Preparing for Cooking and Leftovers
- Make room in your refrigerator for ingredients, and plan your menu – and your guests’ contributions – accordingly. Ideally, ask guests to bring items that do not require refrigeration.
- Have plenty of paper towels or clean cloth towels available for cleaning surfaces, blotting rinsed fruit and vegetables, and drying hands.
- Have plenty of storage containers with lids on hand for safely saving leftovers.
- Always wash hands with soap and warm water for 20 seconds, both before and after handling food items, particularly raw ones.
- Wash fruits and vegetables thoroughly, paying particular attention to those that will not be cooked.
- Keep raw poultry, meat, and eggs away from other foods to avoid cross-contamination.
- Clean all surfaces that come in contact with raw meat or poultry – such as cutting boards, utensils, dishes, and countertops – with hot, soapy water or a bleach solution.
- If marinating raw meat or poultry, discard any unused marinade.
- Use a meat thermometer to determine when your turkey or other items have been cooked to a safe temperature. Whole birds and chicken breasts should be cooked to 165˚F, egg dishes and pork to 160˚F, and steaks and roasts to 145˚F. When checking the internal temperature of a turkey, insert the meat thermometer into the thickest part of the thigh, avoiding the bone. Also check the temperatures in the thickest part of the breast, as well as in the innermost part of the thigh and wing, ensuring that all areas have reached a minimum of 165˚F. Approximate cooking times for stuffed and unstuffed birds of various sizes are available at www.holidayfoodsafety.org
During the Meal
- Keep hot foods hot and cold foods cold – dishes should remain in the oven or refrigerator until your guests sit down to dinner.

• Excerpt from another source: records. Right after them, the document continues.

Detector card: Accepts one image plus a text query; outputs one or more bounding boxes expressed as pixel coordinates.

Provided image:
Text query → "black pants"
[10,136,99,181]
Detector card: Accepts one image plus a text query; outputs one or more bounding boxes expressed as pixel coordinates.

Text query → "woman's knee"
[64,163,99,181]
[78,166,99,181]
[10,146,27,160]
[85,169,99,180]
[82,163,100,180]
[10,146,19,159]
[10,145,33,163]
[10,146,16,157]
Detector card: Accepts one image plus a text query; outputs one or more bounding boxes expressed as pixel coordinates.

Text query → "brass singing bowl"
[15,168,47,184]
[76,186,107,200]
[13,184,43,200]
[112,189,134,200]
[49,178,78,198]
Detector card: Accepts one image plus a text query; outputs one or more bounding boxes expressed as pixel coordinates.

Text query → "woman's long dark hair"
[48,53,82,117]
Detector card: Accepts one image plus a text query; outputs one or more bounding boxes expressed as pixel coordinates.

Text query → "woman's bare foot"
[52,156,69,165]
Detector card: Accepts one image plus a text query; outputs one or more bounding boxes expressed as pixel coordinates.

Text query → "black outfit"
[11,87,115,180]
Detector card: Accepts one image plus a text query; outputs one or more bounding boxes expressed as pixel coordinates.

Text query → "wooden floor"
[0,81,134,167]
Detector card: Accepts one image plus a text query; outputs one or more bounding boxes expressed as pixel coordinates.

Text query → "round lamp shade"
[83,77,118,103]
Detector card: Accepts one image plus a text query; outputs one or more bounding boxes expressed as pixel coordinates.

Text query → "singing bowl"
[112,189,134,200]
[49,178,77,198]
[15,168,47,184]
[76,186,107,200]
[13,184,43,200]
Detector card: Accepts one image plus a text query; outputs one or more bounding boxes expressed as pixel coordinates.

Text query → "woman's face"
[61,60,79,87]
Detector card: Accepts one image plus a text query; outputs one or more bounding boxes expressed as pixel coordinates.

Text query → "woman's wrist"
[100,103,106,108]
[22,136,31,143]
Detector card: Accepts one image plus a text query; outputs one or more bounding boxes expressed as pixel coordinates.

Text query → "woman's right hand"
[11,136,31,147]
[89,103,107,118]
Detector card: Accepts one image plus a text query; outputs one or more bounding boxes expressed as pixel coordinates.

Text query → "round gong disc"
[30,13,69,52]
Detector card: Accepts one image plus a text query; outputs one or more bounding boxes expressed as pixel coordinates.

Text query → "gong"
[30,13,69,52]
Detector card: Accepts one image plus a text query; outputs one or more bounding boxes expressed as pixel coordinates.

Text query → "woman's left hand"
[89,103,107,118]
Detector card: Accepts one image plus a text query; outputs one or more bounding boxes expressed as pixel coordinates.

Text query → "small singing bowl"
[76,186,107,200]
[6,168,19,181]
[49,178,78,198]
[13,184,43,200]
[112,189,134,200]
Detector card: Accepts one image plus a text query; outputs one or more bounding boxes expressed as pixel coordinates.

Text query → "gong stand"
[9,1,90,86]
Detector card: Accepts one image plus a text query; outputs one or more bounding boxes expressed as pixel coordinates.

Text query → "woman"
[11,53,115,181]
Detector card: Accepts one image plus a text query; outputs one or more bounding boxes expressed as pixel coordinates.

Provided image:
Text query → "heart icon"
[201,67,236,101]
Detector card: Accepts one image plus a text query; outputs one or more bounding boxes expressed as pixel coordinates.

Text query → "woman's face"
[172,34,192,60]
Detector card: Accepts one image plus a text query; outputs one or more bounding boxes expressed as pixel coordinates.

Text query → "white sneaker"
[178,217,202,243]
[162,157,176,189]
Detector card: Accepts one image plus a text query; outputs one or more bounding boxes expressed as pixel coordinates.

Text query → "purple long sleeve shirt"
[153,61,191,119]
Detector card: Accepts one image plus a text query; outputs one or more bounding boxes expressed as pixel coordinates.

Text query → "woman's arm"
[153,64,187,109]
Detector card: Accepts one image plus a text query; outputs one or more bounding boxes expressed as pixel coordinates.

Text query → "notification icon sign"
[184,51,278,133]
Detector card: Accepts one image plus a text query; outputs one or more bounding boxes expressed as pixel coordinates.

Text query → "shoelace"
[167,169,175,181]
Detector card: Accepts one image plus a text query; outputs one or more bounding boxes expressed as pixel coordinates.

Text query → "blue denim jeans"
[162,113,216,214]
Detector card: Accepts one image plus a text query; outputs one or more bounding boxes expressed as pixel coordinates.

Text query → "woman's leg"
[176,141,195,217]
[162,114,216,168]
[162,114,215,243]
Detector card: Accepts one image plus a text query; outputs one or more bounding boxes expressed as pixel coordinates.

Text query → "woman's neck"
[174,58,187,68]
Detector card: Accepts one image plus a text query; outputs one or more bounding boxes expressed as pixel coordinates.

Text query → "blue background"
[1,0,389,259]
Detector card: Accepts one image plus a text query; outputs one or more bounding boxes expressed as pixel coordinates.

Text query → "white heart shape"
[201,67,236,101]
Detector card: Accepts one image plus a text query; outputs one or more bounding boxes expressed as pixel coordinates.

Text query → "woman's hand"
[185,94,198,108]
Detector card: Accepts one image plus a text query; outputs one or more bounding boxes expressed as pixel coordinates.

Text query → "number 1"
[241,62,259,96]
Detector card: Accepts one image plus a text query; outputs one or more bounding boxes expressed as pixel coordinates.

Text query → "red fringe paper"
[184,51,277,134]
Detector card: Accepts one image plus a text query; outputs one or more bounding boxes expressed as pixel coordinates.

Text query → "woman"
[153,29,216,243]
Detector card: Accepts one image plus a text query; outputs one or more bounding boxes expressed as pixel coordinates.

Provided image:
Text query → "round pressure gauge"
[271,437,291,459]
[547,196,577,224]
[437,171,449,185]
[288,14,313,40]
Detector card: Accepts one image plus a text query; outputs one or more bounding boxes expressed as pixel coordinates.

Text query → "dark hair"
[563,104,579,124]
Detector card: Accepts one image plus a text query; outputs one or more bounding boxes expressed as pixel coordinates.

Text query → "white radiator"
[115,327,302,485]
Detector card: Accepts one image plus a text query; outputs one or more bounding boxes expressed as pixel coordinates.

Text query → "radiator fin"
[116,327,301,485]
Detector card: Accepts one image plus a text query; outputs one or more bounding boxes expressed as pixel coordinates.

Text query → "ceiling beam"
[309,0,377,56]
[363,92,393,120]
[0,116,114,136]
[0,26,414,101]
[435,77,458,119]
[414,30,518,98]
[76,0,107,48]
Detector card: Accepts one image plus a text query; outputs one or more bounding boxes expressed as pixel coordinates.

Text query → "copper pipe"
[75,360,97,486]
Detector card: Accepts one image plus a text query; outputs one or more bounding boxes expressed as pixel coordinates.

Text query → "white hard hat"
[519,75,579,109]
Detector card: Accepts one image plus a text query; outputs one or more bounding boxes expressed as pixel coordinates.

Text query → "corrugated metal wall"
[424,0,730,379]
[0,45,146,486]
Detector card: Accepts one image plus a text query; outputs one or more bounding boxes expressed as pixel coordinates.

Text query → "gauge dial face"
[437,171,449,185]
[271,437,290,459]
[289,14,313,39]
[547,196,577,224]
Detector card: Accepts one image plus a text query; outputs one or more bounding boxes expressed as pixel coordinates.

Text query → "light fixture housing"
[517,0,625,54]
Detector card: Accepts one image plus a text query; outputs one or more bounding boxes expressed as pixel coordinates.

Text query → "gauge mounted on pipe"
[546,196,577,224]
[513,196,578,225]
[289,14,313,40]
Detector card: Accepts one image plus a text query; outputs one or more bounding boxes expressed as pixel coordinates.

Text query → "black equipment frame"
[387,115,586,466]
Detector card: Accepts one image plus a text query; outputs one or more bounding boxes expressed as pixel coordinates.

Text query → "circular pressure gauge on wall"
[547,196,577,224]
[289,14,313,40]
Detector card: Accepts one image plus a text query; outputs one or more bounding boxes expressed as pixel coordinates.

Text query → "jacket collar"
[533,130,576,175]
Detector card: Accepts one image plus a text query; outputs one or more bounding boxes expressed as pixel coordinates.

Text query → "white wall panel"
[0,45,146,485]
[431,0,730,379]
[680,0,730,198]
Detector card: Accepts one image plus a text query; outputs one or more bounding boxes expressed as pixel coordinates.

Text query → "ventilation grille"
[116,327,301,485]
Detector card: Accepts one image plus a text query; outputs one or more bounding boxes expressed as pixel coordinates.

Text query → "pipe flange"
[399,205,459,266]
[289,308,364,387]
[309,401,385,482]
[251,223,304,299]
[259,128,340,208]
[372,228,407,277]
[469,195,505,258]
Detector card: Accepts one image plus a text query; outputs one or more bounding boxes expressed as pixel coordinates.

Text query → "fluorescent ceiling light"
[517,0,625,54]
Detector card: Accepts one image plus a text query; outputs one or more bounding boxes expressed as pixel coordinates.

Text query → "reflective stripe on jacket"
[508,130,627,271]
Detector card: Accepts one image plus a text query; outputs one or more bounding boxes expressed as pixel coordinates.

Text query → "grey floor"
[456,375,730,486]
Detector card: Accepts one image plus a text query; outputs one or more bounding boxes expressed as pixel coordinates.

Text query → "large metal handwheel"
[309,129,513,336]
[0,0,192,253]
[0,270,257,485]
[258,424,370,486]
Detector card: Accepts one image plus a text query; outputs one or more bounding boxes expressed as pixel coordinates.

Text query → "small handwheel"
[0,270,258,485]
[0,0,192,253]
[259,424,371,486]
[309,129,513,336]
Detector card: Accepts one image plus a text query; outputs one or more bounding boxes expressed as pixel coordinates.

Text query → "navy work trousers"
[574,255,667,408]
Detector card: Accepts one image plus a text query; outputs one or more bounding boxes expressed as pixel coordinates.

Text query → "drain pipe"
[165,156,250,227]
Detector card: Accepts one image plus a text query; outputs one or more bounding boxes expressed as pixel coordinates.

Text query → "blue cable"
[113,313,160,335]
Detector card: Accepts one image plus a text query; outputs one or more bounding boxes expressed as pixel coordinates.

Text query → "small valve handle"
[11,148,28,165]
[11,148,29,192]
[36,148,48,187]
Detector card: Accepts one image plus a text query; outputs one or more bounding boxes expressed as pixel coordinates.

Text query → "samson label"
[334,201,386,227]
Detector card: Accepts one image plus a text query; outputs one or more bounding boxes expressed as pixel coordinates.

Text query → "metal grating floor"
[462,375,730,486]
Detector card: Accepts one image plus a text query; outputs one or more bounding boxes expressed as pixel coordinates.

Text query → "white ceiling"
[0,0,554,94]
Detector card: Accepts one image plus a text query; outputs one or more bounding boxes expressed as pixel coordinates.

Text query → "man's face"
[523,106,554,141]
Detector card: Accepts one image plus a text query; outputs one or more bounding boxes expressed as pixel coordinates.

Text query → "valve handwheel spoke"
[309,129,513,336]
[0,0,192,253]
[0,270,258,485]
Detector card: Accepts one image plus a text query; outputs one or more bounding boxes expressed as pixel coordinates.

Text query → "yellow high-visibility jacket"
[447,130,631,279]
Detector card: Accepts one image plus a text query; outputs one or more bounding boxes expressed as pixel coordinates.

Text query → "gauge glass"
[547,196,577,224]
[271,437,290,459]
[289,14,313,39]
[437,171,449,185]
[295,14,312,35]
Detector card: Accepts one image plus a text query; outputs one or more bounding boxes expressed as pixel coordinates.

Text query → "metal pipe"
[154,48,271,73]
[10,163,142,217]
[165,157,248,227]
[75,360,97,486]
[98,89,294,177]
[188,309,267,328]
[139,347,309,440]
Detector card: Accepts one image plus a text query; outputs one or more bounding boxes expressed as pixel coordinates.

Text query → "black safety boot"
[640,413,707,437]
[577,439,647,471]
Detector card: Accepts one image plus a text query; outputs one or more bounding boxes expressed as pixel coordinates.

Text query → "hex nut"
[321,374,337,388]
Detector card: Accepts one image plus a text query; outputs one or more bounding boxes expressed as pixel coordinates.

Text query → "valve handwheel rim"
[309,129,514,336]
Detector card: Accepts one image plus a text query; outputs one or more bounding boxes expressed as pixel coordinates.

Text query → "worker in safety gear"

- Hot foods should be at least 140˚F and cold foods 40˚F or cooler.
- Time your dinner and dessert appropriately so that leftovers sit out for as short a time as possible – in as little as two hours, foods left at room temperature can grow harmful bacteria.
After the Meal
- Leftovers should be refrigerated as quickly as possible. Anything not refrigerated within two hours should be thrown away.
- Hot foods should be stored in shallow containers with lids. It is fine to put items in the refrigerator while they are still warm.
- Remove stuffing from the bird and carve any extra meat from the bones before storing leftover turkey.
- Never put leftover condiments, such as ketchup or pickles, back into their original containers.
- Leftovers stored in the fridge should be consumed within three to four days. Cooked turkey can be stored in the freezer for three to four months. When reheating leftovers, ensure that foods reach 165˚F throughout.